Paradise Lost est défini comme un groupe de death doom. Pouvez-vous mettre des mots sur ce style musical ?
Le doom est une musique sombre qui mélange des éléments liés à l’univers gothique, la vision d’un monde condamné, en proie à la mélancolie. Après, dans le métal en général, on a toujours aimé coller des étiquettes un peu comme lorsque le groupe Venom a vu le jour et a donné naissance à ce que l’on nomme le Black Metal.
Vous êtes-vous attaché à, au-delà de la musique, introduire des éléments poétiques en référence au nom de votre groupe qui s’inspire du célèbre poème épique de John Milton ?

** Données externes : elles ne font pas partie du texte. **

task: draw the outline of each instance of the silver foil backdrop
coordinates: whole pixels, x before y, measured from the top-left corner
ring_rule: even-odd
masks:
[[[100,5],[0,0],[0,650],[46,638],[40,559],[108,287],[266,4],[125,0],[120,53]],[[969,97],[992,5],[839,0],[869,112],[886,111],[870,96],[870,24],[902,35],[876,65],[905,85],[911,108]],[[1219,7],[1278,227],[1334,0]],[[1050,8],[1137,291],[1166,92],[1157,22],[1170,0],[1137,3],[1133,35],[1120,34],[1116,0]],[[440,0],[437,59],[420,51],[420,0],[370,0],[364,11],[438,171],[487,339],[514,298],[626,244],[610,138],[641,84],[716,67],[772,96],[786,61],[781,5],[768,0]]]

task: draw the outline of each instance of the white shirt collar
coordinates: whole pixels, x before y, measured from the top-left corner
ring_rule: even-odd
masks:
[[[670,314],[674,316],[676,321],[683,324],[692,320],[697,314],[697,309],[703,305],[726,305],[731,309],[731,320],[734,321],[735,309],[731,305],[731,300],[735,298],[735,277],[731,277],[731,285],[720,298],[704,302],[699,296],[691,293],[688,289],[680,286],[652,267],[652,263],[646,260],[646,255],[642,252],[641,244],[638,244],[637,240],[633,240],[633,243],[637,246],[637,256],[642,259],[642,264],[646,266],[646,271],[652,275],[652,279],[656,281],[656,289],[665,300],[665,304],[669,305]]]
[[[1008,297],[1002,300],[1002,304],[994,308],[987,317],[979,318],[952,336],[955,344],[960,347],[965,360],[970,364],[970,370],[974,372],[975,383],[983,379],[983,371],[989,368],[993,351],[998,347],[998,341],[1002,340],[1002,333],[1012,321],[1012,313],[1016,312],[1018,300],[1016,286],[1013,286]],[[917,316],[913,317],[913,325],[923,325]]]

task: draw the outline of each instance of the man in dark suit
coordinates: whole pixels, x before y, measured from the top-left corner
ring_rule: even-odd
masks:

J’ai découvert l’œuvre Paradise Lost de Milton chez mes parents, ce qui était plutôt surprenant puisque ces derniers n’étaient pas franchement attirés par la littérature en générale. Je me souviens être tombé sur une version très ancienne de l’œuvre qui trainait dans le grenier. J’ai plongé dedans et j’ai tout de suite été conquis par ces poèmes si lyriques. Plus tard, quand il a été question de chercher un nom pour le groupe, j’ai pensé que Paradise Lost tombait à point nommé.
“Ce qui en moi est noir, illumine » écrivait John Milton dans Paradise Lost. Est-ce là une définition assez juste de votre propre approche musicale ?
C’est assez difficile à dire ! En fait, au départ, ce qui m’a plu c’est que le nom Paradise Lost ne laissait pas vraiment penser que nous étions un groupe de metal. Les gens imaginaient plus quelque chose de pop. Quand, au début de notre carrière, nous nous produisions dans de petites salles et que l’on montait sur scène, il était assez drôle de voir les visages des gens se transformer dès que l’on commençait à jouer. Vraiment, ils ne pouvaient s’attendre à un tel déluge sonore et à mes hurlements !
Depuis le début de Paradise Lost, il semble que le groupe helvète Celtic Frost ait été une forte inspiration tout autant musicalement que pour ses textes ?!
Oui tout à fait et cela le reste aujourd’hui encore. Les premiers albums sont vraiment des références absolues dans l’univers du metal. Avec « To Mega Therion », Celtic Frost a ouvert la voie à quelque chose de totalement novateur, défrichant des territoires encore vierges. Visuellement parlant, en utilisant le fameux tableau de Giger du diable qui tient le christ comme un arc sur leur pochette d’album, le groupe mettait en place une imagerie d’une force incroyable et en totale osmose avec la musique qu’ils proposaient. À mon époque, et c’est certainement beaucoup moins le cas désormais avec la musique digitalisée, la pochette d’album était quelque chose de très important tout comme les notes qui y figuraient. C’est d’ailleurs avant même la musique, l’imagerie de Celtic Frost qui m’a conduit vers ce groupe.
Si Celtic Frost n’est pas le groupe le plus connu du metal, il semble être une influence indiscutable pour bien des groupes comme me l’expliquait également John Tardy d’Obituary !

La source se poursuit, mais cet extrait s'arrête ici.